En  ese sentido, consideró el fallador accionado al desatar el  grado jurisdiccional de consulta, que DÍAZ BARRERA no había  demostrado fehacientemente la existencia de algún vicio del  consentimiento en el cambio del régimen de prima media al de  ahorro individual y que, al momento en que decidió variar de  fondo pensional no tenía una expectativa legítima de  adquirir el derecho a la pensión, en razón a que no  estaba cobijado por el régimen de transición de la Ley  100 de 1993.  

Dijo  que, por consiguiente, al no estar latente la posibilidad de  pensionarse cuando decidió registrar su afiliación en  el régimen privado, no había lugar a invertir la carga  de la prueba contra la AFP, como lo ha reconocido pacíficamente  la Sala de Casación Laboral, concretamente, en fallo CSJ  SL19447 – 2017 y como no demostró alguna irregularidad  en la asesoría, no podía prosperar la petición  de cesación del traslado formulada en el proceso ordinario.  

El  raciocinio del Tribunal demandado es atinado, se motivó  debidamente y resulta ajeno a alguna irregularidad que habilite la  intervención del juez de tutela.  

Lo  que se advierte, es que el demandante busca  imponer su criterio a toda costa, como si esta vía fuera una  instancia adicional a las del proceso laboral que ya concluyó  y en la cual la Colegiatura accionada emitió una decisión  debidamente motivada, razonable y ajustada a derecho.  

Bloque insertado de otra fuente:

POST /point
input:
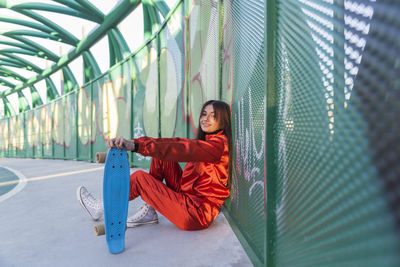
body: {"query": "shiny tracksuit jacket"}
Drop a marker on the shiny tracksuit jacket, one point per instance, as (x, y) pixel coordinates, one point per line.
(191, 199)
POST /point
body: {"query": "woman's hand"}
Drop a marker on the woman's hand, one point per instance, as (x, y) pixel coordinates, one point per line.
(121, 143)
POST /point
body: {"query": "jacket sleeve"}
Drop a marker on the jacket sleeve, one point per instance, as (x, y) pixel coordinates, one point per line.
(182, 149)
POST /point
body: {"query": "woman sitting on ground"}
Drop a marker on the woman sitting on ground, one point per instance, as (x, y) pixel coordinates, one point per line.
(191, 199)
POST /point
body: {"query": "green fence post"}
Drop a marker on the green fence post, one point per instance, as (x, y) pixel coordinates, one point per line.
(271, 112)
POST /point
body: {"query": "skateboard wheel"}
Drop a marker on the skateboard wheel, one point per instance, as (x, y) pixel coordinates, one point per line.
(101, 157)
(99, 230)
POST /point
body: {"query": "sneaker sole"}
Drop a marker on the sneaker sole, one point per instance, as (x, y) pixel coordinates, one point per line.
(78, 196)
(133, 225)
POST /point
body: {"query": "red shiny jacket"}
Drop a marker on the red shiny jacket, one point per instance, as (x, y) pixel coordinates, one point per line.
(205, 176)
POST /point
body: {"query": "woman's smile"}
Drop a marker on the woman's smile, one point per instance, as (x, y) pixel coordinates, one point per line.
(208, 122)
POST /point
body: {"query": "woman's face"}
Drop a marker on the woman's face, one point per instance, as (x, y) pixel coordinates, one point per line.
(208, 123)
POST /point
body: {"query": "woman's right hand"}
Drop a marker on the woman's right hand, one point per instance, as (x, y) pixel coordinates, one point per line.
(121, 143)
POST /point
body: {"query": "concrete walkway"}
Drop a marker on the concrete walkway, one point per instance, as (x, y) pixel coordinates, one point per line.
(42, 224)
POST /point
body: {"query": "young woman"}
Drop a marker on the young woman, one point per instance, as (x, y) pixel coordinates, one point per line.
(191, 199)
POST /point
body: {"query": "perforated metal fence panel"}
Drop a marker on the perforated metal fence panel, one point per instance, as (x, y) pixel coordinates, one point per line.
(336, 136)
(314, 88)
(243, 73)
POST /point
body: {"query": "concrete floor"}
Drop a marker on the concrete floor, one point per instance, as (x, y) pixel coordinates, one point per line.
(42, 224)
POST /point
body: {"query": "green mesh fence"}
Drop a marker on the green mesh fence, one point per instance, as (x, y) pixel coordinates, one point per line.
(336, 139)
(315, 90)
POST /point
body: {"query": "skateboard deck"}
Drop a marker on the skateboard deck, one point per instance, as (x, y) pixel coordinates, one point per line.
(115, 198)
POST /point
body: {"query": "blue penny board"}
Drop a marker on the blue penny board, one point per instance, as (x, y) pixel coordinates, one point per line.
(115, 198)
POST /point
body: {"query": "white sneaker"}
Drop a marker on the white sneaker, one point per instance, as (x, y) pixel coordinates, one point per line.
(90, 204)
(145, 215)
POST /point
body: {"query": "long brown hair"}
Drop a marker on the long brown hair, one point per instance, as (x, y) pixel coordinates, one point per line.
(222, 113)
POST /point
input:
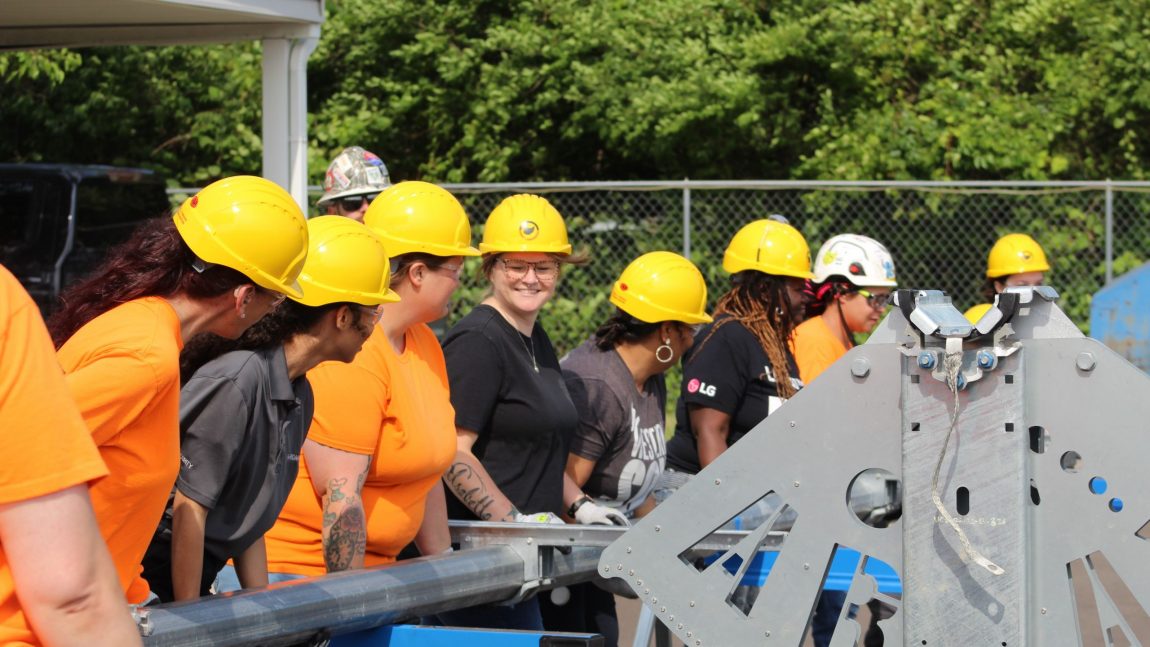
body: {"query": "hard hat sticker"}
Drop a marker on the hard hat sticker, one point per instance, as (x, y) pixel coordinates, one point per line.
(528, 230)
(339, 177)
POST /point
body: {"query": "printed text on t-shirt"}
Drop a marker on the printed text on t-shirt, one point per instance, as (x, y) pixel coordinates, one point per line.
(696, 386)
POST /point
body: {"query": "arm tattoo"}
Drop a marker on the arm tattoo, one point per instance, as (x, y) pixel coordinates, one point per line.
(470, 490)
(345, 540)
(346, 531)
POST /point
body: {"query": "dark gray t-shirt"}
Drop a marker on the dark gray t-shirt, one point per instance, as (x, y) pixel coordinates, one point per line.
(242, 425)
(619, 428)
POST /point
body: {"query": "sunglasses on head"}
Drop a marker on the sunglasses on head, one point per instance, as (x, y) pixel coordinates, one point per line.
(875, 300)
(353, 202)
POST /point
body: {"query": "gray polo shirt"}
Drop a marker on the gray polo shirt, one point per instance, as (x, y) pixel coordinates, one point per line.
(242, 425)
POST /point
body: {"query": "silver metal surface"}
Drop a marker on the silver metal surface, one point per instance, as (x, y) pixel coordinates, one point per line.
(1042, 414)
(497, 562)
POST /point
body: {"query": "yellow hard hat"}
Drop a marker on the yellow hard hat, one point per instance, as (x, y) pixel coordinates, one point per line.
(251, 225)
(419, 216)
(975, 313)
(524, 223)
(345, 262)
(661, 286)
(771, 247)
(1016, 253)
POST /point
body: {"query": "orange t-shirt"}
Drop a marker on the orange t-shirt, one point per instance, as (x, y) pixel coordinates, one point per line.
(815, 347)
(44, 445)
(395, 408)
(123, 371)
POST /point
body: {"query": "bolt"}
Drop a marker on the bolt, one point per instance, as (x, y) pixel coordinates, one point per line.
(986, 359)
(1085, 361)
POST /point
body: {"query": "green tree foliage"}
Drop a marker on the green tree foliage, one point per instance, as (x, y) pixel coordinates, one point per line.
(192, 113)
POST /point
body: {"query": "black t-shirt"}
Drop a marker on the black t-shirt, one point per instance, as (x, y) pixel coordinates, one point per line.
(523, 418)
(729, 374)
(620, 428)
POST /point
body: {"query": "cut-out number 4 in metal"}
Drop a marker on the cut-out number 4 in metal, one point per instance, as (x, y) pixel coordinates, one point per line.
(1043, 471)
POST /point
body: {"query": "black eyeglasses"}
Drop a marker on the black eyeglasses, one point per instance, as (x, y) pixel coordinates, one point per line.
(878, 301)
(516, 269)
(353, 202)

Además,  el juez de tutela no puede llevar a cabo una nueva consideración  jurídica del asunto, sin más justificación que  el análisis personal de la parte vencida en juicio, con el fin  de buscar que por esta vía se acceda a desconocer las razones  que fundamentaron las decisiones cuestionadas, que se sustentaron en  las pruebas arrimadas al proceso.  

Es  que, como expuso recientemente la Corte Constitucional, «el  juez de tutela debe privilegiar los principios de autonomía e  independencia judicial, por lo que debe considerar que, en principio,  la valoración de las pruebas realizadas por el juez natural es  razonable y legítima»  (T-221/18).  

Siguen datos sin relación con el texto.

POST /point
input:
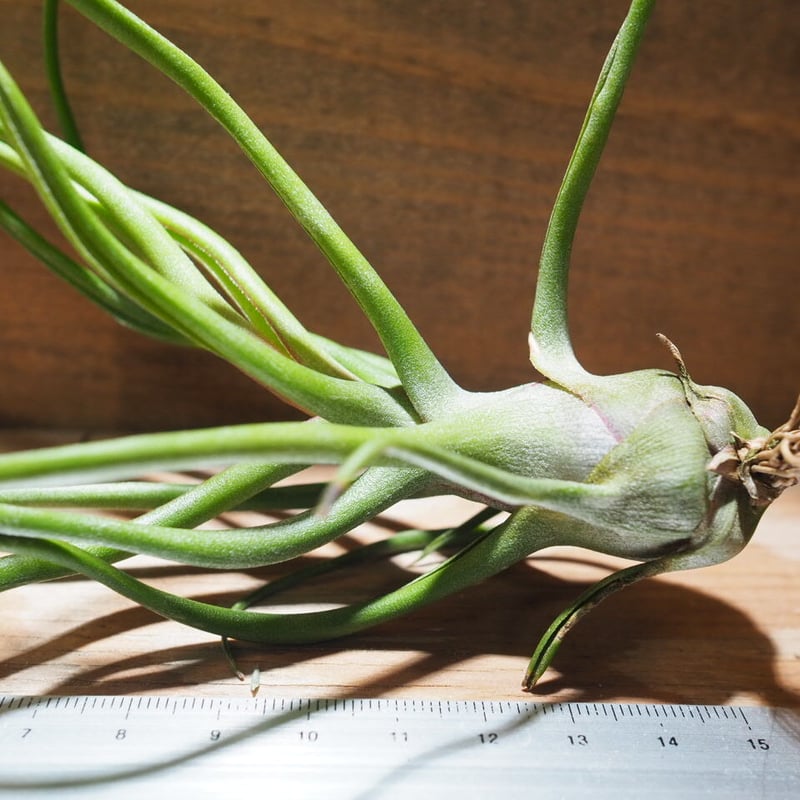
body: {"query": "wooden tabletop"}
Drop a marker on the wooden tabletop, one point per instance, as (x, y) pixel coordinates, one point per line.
(724, 635)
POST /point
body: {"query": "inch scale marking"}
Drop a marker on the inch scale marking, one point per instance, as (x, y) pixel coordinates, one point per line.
(201, 748)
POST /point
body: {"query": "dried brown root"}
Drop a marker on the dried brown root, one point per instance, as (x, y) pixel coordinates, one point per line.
(766, 465)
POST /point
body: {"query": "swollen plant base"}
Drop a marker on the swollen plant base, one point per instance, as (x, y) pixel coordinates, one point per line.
(649, 465)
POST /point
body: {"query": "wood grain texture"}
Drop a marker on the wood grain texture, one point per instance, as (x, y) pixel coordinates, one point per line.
(437, 133)
(728, 634)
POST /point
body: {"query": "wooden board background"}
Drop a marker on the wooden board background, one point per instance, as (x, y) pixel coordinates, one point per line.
(436, 131)
(728, 634)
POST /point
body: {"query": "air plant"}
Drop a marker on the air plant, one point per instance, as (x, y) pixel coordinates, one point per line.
(649, 465)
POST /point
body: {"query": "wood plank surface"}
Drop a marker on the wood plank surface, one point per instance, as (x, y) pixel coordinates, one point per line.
(437, 132)
(728, 634)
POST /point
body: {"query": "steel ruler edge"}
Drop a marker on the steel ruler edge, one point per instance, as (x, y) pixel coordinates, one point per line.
(89, 746)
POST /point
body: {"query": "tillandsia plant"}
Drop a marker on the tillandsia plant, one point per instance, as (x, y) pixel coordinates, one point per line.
(649, 466)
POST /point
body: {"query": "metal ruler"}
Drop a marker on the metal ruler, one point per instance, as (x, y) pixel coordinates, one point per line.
(278, 748)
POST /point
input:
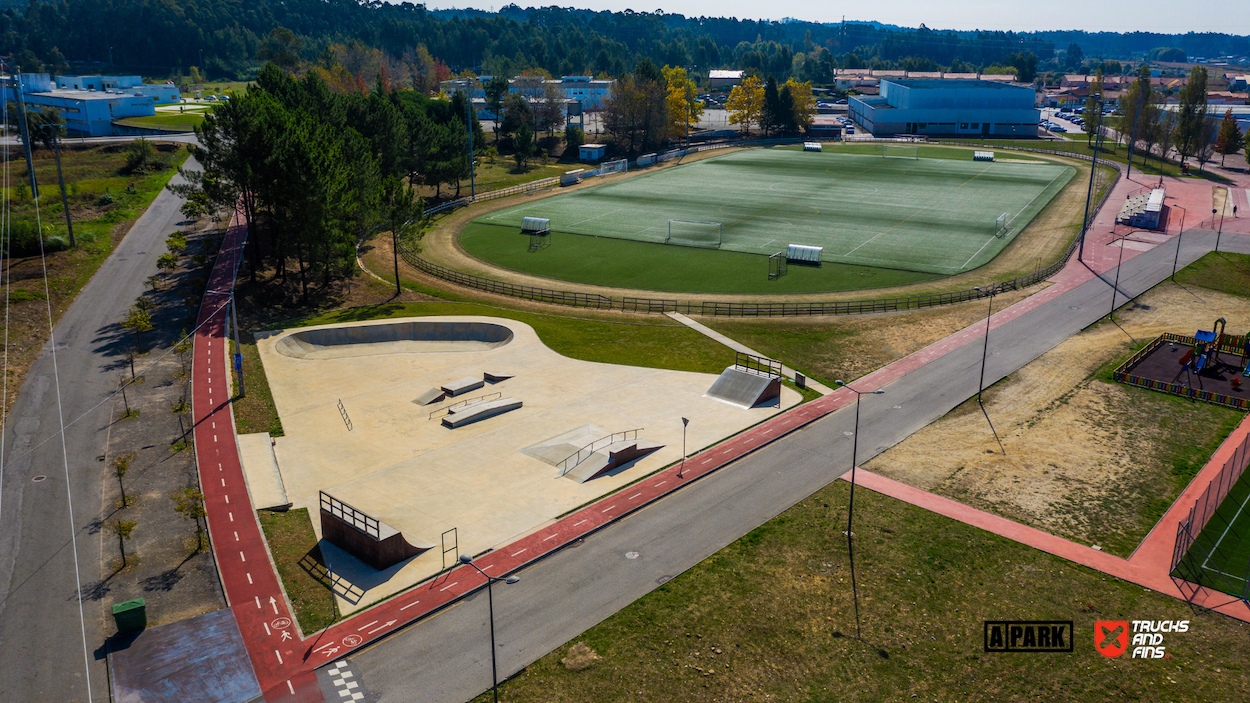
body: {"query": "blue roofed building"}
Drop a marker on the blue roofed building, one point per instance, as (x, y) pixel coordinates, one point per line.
(948, 108)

Por  consiguiente, como la finalidad de la acción de tutela no es  la de servir de tercera instancia a las del trámite que ya  feneció y no se advierte alguna vía de hecho que  evidencie la afectación de las garantías fundamentales  del accionante, se impone confirmar cabalmente el fallo impugnado.  

En  mérito de lo expuesto, LA  CORTE SUPREMA DE JUSTICIA, SALA DE CASACIÓN PENAL – SALA  DE DECISIÓN DE ACCIONES DE TUTELA No. 2,  administrando justicia en nombre de la República y por  autoridad de la Ley,  

RESUELVE  

CONFIRMAR  el  fallo impugnado.  

NOTIFICAR  esta  providencia de conformidad con el artículo 30 del Decreto 2591  de 1991.  

REMITIR  el  expediente a la Corte Constitucional para su eventual revisión,  una vez en firme.  

NOTIFÍQUESE  y CÚMPLASE  

LUIS  ANTONIO HERNÁNDEZ BARBOSA  

PATRICIA  SALAZAR CUÉLLAR  

NUBIA  YOLANDA NOVA GARCÍA  

Secretaria  

1          Trámite de la          impugnación. Presentada debidamente la impugnación el          juez remitirá el expediente dentro de los dos días          siguientes al superior jerárquico correspondiente.